Late that evening Michelle telephoned University College Hospital and somehow persuaded the staff to allow her to speak to Marlena.
She said she was away in Belfast on a training course and had just picked up a worrying voicemail from Alfonso, telling her about the accident.
‘If that’s what it was,’ Michelle continued. ‘Fonz said he saw it happen, more or less, and he reckons the cyclist rode at you deliberately. Is that what you think?’
‘Oh, darling, I don’t know what to think,’ Marlena replied. ‘To be perfectly honest, I’m just grateful to be able to still think at all. In any case, that’s not what Alfonso told me. He said he heard me scream and saw the cyclist riding off, that’s all.’
‘Well, he probably didn’t want to upset you. Particularly after all the other stuff that’s been going on. I shouldn’t have said anything. Just forget I opened my big mouth.’
‘Do you think it hadn’t occurred to me that what happened today mightn’t have been an accident?’ enquired Marlena. ‘It is a big step, though, from a couple of silly pranks and some slashed tyres.’
‘True,’ said Michelle. ‘And working in Traffic I see all too many cyclists speeding through red lights or riding on the pavement without a thought f
or any poor pedestrian who might step into their path.’
‘It’s as if some extraordinary lunacy descends upon everyone who climbs aboard a bicycle in this city,’ agreed Marlena.
Relieved to hear her friend starting to sound more like her old self, Michelle asked about the extent of her injuries, how she was feeling, what the prognosis was and so on, before ending the call with a promise to visit the moment she returned to London.

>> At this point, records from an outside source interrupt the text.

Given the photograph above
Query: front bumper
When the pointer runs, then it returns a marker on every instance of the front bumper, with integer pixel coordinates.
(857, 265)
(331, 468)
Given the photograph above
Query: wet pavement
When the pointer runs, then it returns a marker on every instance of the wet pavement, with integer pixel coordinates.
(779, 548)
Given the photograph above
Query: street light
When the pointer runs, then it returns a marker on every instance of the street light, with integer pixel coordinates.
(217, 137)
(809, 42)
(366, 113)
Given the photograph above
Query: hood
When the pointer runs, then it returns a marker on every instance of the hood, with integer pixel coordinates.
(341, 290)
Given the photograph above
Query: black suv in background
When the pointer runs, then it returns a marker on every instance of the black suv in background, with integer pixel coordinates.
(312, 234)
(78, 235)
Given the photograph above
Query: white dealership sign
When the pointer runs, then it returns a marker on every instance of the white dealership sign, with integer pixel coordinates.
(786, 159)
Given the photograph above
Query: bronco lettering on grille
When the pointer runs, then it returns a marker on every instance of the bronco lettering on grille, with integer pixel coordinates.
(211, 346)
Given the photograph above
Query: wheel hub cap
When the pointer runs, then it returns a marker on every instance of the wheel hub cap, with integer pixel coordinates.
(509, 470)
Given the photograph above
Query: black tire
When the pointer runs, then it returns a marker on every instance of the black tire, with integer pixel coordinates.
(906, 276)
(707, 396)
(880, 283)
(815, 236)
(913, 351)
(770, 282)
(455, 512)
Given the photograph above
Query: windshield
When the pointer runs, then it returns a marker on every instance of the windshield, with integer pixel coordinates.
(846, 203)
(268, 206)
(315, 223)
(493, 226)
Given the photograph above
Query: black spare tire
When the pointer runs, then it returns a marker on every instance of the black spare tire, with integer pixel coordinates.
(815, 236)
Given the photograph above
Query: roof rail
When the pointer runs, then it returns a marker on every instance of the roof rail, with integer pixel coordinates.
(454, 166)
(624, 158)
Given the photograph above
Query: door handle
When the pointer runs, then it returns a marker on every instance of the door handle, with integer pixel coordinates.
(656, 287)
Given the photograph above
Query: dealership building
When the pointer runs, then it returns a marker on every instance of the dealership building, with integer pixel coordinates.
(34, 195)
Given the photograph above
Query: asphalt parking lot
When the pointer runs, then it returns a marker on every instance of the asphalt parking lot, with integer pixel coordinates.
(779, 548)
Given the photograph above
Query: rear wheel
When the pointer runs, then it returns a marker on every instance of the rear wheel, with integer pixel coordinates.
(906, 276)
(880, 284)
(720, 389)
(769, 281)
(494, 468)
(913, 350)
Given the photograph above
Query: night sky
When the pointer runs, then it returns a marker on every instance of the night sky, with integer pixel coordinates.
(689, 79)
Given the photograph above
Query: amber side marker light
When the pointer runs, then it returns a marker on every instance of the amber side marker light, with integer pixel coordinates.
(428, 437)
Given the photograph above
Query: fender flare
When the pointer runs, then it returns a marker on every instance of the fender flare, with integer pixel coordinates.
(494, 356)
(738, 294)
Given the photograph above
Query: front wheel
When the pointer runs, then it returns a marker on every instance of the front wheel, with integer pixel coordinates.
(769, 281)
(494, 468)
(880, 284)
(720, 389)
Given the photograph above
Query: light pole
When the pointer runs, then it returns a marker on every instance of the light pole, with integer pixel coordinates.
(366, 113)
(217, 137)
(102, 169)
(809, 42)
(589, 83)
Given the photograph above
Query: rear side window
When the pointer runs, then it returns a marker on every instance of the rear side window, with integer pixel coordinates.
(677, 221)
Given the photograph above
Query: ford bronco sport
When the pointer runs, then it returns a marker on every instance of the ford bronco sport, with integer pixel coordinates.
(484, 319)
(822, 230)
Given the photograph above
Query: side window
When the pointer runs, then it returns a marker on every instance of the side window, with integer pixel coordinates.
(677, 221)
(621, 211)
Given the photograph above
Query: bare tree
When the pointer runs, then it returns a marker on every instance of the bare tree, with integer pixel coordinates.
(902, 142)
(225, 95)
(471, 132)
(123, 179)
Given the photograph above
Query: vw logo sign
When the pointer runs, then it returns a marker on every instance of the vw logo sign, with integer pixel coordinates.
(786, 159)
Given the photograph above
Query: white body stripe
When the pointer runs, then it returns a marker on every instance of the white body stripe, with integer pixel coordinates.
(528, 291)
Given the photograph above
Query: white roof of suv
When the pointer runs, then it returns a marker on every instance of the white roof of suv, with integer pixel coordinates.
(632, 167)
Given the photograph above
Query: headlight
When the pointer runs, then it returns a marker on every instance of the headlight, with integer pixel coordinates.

After hanging up, Marlena lay back on the pillows and closed her eyes, trying to blot out the world. Michelle’s call, although she was sure it was well meant, had done nothing to ease her state of mind. But thanks to a shot of painkilling morphine, administered into her bottom by a brisk but efficient young nurse, she slept through most of the night.
Early the following morning two uniformed police officers, who introduced themselves as Constables Perkins and Brandt, arrived at her bedside to interview her. It seemed, from the way they talked, that they were the same officers Alfonso had spoken of, the ones who’d attended the scene of the incident the previous day.
She did not confide her inner thoughts and suspicions. It was Marlena’s policy never to tell the police anything more than she had to. Not even when the police officer in question considered herself a friend, as in Michelle’s case. In spite of her pain and distress, Marlena had been guarded in what she’d said to Michelle the previous evening. It was ingrained in her, the result of a lifetime spent measuring her words, taking care never to unwittingly let slip some detail she would rather others did not know. She was so accomplished in this that none of her small circle of friends, and much larger circle of acquaintances, were ever aware of Marlena holding back. Indeed, with her flamboyant manner and quick wit, she contrived to give the opposite impression. The truth was that the outer Marlena, so vivacious and engagingly bold, was a totally different creature to the inner one, tightened into a knot of eternal angst.
And so it was to her dismay that she now had to deal with two officers intent on taking her laboriously through the details of exactly what had happened when she’d been hit by that bus.